Вот так, можно сказать из-за одного заданного вопроса, и начались наши долгие с ним разговоры. Мне действительно было интересно слушать об Исламе, обычаях чеченцев, об их традициях и истории, да и в разговорном чеченском потренироваться тоже было не лишним. А Эли был отличным рассказчиком и терпеливым учителем. Четыре месяца — срок не большой, но при желании за это время можно выучить и запомнить очень много. А у меня это желание было. Однажды я спросил у Ильяса:
— Эли, слушай, а тебе, как мусульманину, не возбраняется мне, христианину все это рассказывать?
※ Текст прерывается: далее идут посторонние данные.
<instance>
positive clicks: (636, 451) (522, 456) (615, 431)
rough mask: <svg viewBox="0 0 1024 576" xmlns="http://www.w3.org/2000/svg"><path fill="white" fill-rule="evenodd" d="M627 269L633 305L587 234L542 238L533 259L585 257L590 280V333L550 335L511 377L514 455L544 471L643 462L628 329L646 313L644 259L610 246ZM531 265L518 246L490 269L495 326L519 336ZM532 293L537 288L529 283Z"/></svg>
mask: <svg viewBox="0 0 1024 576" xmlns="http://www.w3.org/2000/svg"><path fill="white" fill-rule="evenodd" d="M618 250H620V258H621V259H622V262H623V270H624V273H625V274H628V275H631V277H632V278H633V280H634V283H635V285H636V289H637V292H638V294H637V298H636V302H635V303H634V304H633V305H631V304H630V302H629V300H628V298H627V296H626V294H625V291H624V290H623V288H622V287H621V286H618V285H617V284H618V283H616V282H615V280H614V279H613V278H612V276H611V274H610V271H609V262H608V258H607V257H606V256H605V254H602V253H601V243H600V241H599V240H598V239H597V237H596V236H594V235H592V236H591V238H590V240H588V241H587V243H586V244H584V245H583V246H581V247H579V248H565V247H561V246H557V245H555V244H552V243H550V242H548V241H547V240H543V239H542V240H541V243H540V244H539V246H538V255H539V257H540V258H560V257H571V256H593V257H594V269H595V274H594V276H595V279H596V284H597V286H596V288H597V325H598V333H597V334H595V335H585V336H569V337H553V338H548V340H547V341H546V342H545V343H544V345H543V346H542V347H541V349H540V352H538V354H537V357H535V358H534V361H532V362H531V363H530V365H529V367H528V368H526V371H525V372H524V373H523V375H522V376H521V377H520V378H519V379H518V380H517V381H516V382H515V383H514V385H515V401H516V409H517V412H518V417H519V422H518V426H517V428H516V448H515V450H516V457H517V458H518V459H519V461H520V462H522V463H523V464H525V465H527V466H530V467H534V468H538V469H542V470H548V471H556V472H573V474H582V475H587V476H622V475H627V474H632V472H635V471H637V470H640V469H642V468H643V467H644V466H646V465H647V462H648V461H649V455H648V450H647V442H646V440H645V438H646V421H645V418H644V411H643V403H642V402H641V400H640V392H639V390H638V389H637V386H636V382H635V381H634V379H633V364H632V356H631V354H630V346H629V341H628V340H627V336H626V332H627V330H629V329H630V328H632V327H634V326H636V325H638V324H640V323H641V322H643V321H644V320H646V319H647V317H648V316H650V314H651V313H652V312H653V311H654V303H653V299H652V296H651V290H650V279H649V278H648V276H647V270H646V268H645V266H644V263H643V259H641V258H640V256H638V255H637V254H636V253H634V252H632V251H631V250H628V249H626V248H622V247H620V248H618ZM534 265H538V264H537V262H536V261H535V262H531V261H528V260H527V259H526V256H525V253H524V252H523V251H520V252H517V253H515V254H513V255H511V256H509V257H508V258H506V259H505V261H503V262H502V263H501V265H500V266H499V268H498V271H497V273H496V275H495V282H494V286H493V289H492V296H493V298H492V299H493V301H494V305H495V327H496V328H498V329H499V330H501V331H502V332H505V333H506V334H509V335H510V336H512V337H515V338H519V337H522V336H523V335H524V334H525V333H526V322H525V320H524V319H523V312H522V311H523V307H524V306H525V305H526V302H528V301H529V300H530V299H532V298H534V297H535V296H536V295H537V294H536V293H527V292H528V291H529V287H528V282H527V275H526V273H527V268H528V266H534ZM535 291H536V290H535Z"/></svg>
— Нет, Миша, наоборот, это Джихад.
— В каком смысле? — не понял я..
— Понимаешь, у слова Джихад, на самом деле, очень много значений. И то, к которому так привыкли вы, "война против неверных", одно из последних. А вообще это слово означает — дело, угодное Аллаху. Посадить дерево — Джихад, помочь находящемуся в беде — Джихад, рассказать иноверцу о своей религии — Джихад. А вдруг ему понравится, и он сам примет Ислам? И получается, что к этому весьма угодному Аллаху делу подтолкнул его именно твой рассказ.
— Нет, Эли, не обижайся, но я вряд ли перейду в твою религию.